Counterfactual approach in project evaluation

The counterfactual method is an estimate of what would have happened without the program, and for some programs this can be a key element of the evaluation design.

Listen

Using the counterfactual style is the most rigorous approach in the right circumstances and can provide strong evidence for program outcomes. The right circumstances are when it:

is feasible and ethical to have some form of valid comparison, and
when it can provide results in time to be used.

For the above reasons, the counterfactual should be considered during program design where possible. You can explore options at the outset for creating a control group or a credible comparison group.

Designs that use a counterfactual approach use a control or comparison group and include various types of experimental and quasi-experimental options.

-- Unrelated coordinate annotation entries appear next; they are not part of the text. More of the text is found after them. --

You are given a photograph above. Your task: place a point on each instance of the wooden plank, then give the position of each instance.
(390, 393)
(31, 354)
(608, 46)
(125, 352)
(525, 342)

Some examples of methods for constructing a control or comparison group include:

Randomised controlled trials (RCT) that assign potential participants (or communities, or households) at random to receive the program or to be in a control group with no program and the outcomes of the different groups are compared. Random assignment reduces the risk of selection bias, although consider other threats to validity.
Quasi-experimental design includes a comparison group, but one that is built administratively (such as a wait list) rather than randomly assigned. For example, participants (individuals, organisations or communities) are matched with a non-participant on variables that are thought to have influenced program participation then compared. Another option is regression discontinuity design that uses an administrative cut-off point related to program entry, in order to 'construct' a comparison group.
Statistically created counterfactual – a statistical model, such as a regression analysis, is used to develop an estimate of what would have happened in the absence of a program. This can be used when the program is already at scale – for example, an outcome evaluation of the privatisation of national water supply services. Another option is propensity score matching (a form of matched comparisons), which creates comparable groups based on a statistical analysis of the factors that influenced people's propensity to participate in the program.
Logically constructed counterfactual – it may be credible to use baseline data (pre-program) as an estimate of the counterfactual. For example, where a water pump has been installed, it might be reasonable to measure the outcome by comparing time spent getting water from a distant pump before and after the program, as there is no credible reason that the time taken would have decreased without the program. Process tracing can support this analysis at each step of the theory of change.

Each method has advantages and disadvantages with a different set of assumptions about program design and implementation underpinning each of them. The method chosen should depend on a number of factors, such as:

what is most appropriate for the program
availability of data
ethical considerations
time required for results to be available.

Investigating the counterfactual is always worthwhile, as it provides a stronger body of evidence for program outcomes. However, you'll need appropriate technical advice as developing a credible counterfactual can be challenging in practice.

In situations of rapid and unpredictable change, it might not be possible to construct a credible counterfactual. It might be possible to build a strong, empirical case that a program produced certain outcomes, but not to be sure about what would have happened without the program. In these cases, an outcome evaluation can focus on the other two elements of causal analysis – the factual and ruling out other influences using the alternative explanations approach.

Example

An outcome evaluation of a cross-government executive development program could not use a randomised control group, because randomly assigning people to be in a control group – or even participate in the program – was impossible. The evaluation also couldn't use a comparison group, because the nature of the program meant that those accepted into it were systematically different to those who were not. Instead, the evaluation used other strategies for causal explanation, including attribution by beneficiaries, temporality and specificity (changes were in the specific areas addressed by the program). [Reference from Davidson, 2006 cited in Introduction to Impact Evaluation].